- Sire: Hourless
- Grandsire: Negofol
- Dam: Star Pal
- Damsire: North Star
- Sex: Gelding
- Foaled: 1931
- Country: Canada
- Colour: Dark Bay/Brown
- Breeder: Col. Sam McLaughlin
- Owner: Parkwood Stable
- Trainer: Harry Giddings, Jr.
- Record: 9: 8-1-0
- Earnings: $14,605

Major wins
- Goodwood Plate (1933) Clarendon Stakes (1933) Coronation Futurity Stakes (1933) Grey Stakes Handicap (1933) Canadian Classic Race wins: Queen's Plate (1934) Breeders' Stakes (1934)

Honours
- Canadian Horse Racing Hall of Fame (1976)

= Horometer =

Canadian-bred Thoroughbred racehorse

Horometer (1931–1935) was a Canadian Hall of Fame Thoroughbred racehorse. Bred and raced by Col. Sam McLaughlin's Parkwood Stable, he was out of the mare Star Pal and sired by Hourless, the 1917 American Co-Champion 3-Yr-Old Male Horse and winner of the Belmont Stakes.

Trained by Canadian Hall of Fame trainer Harry Giddings, Jr., Horometer was ridden by future Canadian Hall of Fame jockey Frankie Mann throughout his career. Racing at age two, he won all five of his starts and at age three broke the King's Plate race record by a second in winning Canada's most prestigious race. In an era when horses often raced once a week or even more often, just four days after Horometer won the King's Plate, he claimed victory in the Breeders' Stakes. Three days after that, he was sent to the track again and suffered the only loss of his career when he finished second by a nose in the William Hendrie Memorial Handicap. In his final race in June 1934, Horometer won the Canadian Breeders' Handicap at the now-defunct Long Branch Racetrack in Toronto but came out of the race with an injury and, after apparently recovering, went lame following a training workout.

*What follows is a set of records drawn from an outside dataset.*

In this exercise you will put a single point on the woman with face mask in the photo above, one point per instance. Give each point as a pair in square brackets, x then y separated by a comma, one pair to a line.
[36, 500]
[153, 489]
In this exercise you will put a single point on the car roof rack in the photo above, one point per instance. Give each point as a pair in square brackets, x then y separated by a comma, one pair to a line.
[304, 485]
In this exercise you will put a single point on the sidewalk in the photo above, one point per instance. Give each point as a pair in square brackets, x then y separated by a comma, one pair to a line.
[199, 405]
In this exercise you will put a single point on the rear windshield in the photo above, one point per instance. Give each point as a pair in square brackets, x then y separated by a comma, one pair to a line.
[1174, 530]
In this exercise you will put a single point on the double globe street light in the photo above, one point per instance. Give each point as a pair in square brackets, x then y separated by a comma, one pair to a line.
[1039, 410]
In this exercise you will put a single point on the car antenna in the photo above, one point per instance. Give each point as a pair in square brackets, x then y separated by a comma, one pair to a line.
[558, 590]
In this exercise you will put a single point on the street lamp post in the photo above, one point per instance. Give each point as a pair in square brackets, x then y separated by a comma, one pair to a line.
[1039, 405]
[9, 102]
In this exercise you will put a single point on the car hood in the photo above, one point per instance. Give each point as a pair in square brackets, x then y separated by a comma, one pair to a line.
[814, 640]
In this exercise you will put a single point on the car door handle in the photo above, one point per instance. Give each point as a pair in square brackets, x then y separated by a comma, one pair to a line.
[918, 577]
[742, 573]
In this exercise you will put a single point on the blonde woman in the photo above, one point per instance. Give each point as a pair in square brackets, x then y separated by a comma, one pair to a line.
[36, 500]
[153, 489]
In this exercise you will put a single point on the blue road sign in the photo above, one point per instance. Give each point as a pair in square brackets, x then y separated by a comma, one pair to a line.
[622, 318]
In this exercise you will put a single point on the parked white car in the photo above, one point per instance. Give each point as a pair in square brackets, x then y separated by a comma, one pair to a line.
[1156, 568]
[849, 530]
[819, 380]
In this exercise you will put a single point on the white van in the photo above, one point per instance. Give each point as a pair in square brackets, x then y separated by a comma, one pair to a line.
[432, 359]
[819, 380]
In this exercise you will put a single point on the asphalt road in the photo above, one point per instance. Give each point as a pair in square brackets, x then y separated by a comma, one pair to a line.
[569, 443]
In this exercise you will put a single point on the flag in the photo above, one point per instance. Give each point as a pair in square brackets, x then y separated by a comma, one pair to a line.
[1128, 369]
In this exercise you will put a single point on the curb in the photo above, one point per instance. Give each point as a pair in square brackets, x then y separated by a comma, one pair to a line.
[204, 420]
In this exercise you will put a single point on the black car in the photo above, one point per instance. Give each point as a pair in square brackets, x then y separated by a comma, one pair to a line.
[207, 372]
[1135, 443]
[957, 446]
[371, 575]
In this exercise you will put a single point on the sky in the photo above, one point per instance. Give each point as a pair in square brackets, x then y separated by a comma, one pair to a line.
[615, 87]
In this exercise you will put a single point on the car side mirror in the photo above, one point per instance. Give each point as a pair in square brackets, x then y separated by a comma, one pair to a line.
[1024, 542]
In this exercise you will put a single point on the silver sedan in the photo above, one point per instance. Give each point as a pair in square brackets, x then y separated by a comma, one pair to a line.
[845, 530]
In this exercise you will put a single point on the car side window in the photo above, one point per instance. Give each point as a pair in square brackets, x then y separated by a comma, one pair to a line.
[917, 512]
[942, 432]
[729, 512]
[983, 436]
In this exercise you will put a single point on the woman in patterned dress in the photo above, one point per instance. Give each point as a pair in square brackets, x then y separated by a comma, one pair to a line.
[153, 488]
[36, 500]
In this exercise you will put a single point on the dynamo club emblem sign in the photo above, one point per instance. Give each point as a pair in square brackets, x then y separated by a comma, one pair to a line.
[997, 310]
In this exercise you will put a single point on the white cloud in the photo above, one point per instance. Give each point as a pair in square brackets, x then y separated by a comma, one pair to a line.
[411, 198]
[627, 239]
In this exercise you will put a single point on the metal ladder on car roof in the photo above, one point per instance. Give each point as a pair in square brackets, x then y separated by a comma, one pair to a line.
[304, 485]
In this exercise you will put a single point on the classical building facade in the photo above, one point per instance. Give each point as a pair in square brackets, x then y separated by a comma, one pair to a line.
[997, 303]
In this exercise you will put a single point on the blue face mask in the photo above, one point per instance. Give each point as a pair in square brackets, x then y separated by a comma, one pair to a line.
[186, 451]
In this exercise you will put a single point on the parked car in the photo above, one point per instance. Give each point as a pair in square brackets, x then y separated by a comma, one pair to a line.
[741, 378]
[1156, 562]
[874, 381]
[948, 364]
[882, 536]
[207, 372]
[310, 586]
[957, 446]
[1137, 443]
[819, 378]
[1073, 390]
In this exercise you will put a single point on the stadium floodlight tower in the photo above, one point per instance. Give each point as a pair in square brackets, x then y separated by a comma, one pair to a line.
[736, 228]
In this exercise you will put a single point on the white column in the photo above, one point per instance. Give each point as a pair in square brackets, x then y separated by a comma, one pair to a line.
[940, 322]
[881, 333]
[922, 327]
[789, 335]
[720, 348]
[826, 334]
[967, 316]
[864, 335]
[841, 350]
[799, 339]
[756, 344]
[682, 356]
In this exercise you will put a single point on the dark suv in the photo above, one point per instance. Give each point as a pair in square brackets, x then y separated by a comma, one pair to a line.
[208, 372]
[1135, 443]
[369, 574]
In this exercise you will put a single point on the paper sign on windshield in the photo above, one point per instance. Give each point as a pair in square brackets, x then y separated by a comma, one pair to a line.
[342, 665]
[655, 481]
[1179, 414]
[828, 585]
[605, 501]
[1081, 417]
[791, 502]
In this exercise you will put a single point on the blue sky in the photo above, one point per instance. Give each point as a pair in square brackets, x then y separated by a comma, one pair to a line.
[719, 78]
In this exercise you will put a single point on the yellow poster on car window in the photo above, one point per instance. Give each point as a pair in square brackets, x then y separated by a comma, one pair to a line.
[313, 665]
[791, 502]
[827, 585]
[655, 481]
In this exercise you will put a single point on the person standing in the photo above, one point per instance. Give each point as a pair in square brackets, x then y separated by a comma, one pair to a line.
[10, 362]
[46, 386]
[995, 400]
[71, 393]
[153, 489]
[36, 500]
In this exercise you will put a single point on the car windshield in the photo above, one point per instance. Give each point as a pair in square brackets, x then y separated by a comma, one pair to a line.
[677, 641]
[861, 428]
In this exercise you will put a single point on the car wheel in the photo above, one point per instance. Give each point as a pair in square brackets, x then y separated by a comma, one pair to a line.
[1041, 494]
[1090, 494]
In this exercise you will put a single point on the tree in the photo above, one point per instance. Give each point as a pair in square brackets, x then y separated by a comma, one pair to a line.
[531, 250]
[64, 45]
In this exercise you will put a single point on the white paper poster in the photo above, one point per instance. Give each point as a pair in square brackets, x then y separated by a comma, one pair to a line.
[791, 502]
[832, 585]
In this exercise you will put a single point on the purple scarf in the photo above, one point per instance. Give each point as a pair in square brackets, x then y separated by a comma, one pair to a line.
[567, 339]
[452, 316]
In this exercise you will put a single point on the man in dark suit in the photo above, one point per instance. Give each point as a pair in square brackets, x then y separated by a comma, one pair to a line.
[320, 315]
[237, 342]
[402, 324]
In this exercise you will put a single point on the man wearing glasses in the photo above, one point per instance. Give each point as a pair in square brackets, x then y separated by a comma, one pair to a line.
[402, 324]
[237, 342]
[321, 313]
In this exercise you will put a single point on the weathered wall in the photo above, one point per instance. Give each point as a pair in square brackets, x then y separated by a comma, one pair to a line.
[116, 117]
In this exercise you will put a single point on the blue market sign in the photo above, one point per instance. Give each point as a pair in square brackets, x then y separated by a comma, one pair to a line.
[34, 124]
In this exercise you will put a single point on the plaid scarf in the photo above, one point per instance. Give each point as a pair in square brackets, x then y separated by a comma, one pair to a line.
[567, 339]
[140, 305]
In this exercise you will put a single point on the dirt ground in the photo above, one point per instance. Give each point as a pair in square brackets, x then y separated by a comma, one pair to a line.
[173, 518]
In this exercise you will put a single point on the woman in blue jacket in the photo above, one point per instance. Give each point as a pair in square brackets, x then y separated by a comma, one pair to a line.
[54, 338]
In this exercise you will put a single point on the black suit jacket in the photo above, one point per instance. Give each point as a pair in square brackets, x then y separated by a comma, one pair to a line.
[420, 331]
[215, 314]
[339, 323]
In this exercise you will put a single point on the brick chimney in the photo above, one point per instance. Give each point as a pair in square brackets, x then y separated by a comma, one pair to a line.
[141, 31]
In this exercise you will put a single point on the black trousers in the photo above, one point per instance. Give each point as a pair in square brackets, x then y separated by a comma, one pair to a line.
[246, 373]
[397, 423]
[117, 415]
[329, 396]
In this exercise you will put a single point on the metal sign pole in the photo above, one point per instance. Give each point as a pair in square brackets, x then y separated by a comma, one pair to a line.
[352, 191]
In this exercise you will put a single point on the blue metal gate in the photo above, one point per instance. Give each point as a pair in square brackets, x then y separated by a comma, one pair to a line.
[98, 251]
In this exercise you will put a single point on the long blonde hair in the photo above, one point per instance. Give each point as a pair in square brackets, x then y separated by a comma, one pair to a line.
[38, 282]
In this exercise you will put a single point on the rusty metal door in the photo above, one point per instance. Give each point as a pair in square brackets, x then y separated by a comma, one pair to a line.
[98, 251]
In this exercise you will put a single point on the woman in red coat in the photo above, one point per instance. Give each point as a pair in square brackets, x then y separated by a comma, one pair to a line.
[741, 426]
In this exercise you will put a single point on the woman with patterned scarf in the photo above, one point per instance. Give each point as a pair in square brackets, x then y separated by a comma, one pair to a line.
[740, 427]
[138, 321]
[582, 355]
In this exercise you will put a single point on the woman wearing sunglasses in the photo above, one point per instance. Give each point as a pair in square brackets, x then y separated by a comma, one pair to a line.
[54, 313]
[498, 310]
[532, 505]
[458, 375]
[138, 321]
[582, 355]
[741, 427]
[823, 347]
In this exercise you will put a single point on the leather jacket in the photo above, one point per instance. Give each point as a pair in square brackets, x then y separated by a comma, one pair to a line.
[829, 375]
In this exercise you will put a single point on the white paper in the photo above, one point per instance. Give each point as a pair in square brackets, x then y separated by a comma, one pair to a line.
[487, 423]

According to the Canadian Horse Racing Hall of Fame, in 1935 jockey Frankie Mann said, "In those days they weren't able to repair a horse's foot like they can today, so he'd had it. He [Horometer] was a gelding and had no stud value, so they put him down."

Horometer was part of the inaugural class inducted into the Canadian Horse Racing Hall of Fame on its formation in 1976.